An in-progress greenway trail running the length of the Lower Saluda River is getting closer to becoming a reality.
Once the proper permits are in place, construction can begin on a new section of the Lower Saluda Greenway that will run from the Lake Murray Dam to Saluda Shoals Park, meaning it could be completed and open to the public next year, Mark Smyers, the executive director of the Irmo-Chapin Recreation Commission, said in a public presentation last week.
In the second phase of the planned project, the trail will continue from Saluda Shoals’ lower boat ramp through a Shaw Industries property until it hits the canoe put-in at the Gardendale boat ramp, Smyers said. A third phase connecting to the existing stretch of the Saluda Riverwalk that runs past Riverbanks Zoo is planned, he said, but it depends on completion of the Carolina Crossroads project at the intersection of Interstate 20 and Interstate 26, which isn’t expected until 2029.
By then, Smyers added, the River Alliance, the nonprofit that has long advocated for river access and the vision of a unified Three Rivers Greenway connecting the lake to Columbia, West Columbia and Cayce, should be done with its proposed pedestrian bridge across the Congaree River.
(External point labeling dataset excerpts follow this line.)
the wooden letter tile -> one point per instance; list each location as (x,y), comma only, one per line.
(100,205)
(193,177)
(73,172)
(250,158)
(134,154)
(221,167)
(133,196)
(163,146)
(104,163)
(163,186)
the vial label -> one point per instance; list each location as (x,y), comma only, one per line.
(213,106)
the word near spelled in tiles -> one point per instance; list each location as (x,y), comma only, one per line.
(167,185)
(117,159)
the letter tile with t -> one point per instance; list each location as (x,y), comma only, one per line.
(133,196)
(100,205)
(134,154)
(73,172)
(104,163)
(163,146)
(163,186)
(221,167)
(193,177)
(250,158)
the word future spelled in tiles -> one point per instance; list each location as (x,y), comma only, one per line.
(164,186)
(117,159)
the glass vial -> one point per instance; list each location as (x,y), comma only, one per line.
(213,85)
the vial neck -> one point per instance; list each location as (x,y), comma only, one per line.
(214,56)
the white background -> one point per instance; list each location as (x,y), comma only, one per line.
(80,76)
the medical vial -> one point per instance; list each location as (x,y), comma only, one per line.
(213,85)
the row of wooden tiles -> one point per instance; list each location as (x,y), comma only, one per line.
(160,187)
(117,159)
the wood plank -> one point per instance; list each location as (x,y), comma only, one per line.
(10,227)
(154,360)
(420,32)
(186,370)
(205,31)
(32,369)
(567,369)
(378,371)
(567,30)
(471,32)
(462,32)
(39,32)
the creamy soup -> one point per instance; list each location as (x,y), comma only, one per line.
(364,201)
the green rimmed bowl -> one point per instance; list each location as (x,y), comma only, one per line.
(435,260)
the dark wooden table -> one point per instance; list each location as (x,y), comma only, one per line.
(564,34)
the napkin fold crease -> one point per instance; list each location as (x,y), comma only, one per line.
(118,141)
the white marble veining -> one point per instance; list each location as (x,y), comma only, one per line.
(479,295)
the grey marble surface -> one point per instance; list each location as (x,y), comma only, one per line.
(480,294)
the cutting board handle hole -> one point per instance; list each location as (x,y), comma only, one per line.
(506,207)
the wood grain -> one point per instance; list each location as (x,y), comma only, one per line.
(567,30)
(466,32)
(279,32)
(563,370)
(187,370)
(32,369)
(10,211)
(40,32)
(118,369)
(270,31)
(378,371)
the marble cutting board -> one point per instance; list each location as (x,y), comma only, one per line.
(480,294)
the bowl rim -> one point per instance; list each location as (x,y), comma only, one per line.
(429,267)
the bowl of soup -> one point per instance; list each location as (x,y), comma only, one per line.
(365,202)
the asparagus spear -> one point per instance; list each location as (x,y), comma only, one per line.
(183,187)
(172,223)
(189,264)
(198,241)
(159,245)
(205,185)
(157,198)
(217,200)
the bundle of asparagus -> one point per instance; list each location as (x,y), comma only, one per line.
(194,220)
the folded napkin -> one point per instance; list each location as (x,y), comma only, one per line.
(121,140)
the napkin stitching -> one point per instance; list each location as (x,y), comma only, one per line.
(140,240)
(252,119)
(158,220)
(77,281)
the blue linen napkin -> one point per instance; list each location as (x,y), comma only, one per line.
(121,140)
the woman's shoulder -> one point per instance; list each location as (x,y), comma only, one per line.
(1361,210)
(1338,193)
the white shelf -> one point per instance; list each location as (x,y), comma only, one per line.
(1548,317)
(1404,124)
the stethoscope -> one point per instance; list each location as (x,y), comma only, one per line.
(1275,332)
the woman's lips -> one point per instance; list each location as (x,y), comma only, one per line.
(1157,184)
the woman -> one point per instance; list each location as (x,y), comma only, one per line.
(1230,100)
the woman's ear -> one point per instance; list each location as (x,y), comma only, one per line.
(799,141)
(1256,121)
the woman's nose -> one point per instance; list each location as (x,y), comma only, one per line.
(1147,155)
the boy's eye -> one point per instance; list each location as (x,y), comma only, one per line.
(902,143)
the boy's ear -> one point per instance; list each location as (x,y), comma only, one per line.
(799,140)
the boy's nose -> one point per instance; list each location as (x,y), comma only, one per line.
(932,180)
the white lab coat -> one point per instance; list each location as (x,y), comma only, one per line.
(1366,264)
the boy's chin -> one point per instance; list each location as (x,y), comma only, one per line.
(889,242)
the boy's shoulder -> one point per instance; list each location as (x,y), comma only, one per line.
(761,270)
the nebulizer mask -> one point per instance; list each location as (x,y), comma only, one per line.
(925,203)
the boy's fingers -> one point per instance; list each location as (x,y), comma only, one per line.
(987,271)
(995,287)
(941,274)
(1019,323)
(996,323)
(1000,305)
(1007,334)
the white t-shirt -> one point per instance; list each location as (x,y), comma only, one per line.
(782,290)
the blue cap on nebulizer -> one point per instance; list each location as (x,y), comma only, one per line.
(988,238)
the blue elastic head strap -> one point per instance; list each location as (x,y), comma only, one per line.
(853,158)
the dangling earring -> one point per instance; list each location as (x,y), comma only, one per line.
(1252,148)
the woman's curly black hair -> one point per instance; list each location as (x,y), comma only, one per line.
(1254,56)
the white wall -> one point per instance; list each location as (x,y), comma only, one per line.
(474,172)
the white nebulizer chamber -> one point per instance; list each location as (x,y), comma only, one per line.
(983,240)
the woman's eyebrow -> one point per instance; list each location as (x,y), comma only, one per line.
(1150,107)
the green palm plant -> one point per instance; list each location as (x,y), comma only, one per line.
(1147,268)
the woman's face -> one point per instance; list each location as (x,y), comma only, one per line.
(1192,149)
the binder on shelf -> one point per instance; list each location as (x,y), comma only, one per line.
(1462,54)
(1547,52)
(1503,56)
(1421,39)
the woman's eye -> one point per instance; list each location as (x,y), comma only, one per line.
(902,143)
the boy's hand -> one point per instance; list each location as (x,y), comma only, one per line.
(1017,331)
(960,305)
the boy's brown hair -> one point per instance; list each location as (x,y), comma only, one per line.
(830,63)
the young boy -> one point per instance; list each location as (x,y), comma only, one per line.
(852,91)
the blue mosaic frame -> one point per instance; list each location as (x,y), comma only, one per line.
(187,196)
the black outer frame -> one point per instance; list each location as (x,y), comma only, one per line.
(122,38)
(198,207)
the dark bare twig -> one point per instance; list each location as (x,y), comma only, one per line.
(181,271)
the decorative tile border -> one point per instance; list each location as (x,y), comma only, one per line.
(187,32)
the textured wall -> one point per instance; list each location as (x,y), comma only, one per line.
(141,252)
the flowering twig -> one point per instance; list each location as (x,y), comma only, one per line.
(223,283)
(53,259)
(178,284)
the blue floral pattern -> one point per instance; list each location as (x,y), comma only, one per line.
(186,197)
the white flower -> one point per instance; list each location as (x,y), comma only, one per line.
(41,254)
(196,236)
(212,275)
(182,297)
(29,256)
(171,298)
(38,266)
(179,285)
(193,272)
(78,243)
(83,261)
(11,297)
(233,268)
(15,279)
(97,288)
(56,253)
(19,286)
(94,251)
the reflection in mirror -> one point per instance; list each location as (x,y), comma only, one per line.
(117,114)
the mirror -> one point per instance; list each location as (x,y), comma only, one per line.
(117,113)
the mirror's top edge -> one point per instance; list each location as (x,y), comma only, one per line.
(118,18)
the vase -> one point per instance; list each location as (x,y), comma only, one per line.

The bridge will connect the other end of the Lower Saluda Greenway to the trail running along the Columbia Canal.
The idea of this unified path along Columbia’s rivers has been getting closer and closer to fruition the last few years.
Officials announced as far back as 2023 that Dominion Energy had leased 200 acres upstream from Riverbanks Zoo for future hiking trails and mountain bike paths, making the completion of a single greenway stretching from the dam all the way to the juncture of the Saluda and Broad rivers that much more feasible.
Much of the new greenway, Smyers said, is slated to run along the Dominion easement on trails that will be as wide as 12 feet in some areas.
“This stems all the way back to the late ‘80s and early ‘90s,” when plans for Saluda Shoals first got off the ground, Smyers told a meeting of the Lexington-Richland 5 school board. “The project I’m going to unpack for you is a 40-year dream.”
The trail will start near the dam at the intersection of Bush River Road and North Lake Drive, where an existing sidewalk will be extended down into what is currently a wooded area, which will become the site for a parking lot and a small public building to mark the beginning of the trailhead.
“This will include restrooms, a gate office ... but we’re trying to be as light on the land as we can,” Smyers said.
From there, the trail continues through a wooded area just north of the Saluda River, threading between a Lexington County waste collection site and an easement for Dominion’s energy transmission lines. At one point, the path will cross directly behind the gate for the McMeekin power station. Plans call for boardwalks for passing over wetland areas before the trail reaches Sandy Island near Saluda Shoals Park.
Once completed, the trail will link with the Three Rivers Greenway connecting riverwalks along both sides of the Congaree, stretching “27 miles from the lake to the Cayce tennis center,” Smyers said. Eight miles of the trail will run through Lexington-Richland 5, he told the school board.
The recreation commission has secured funding for the $24 million project from local, state and federal dollars — including a $3.2 million federal grant from the U.S. Department of Commerce — and is currently seeking the permits to complete the trail from the Federal Energy Regulatory Commission, which regulates Lake Murray and its waterways.
”We have a contractor under contract today to begin once we get our full clearance from them,” the recreation director said. The contract period runs for 15 months, “so if that begins soon we’re looking at somewhere around middle of next year” for completion of the first phase of the greenway, he said.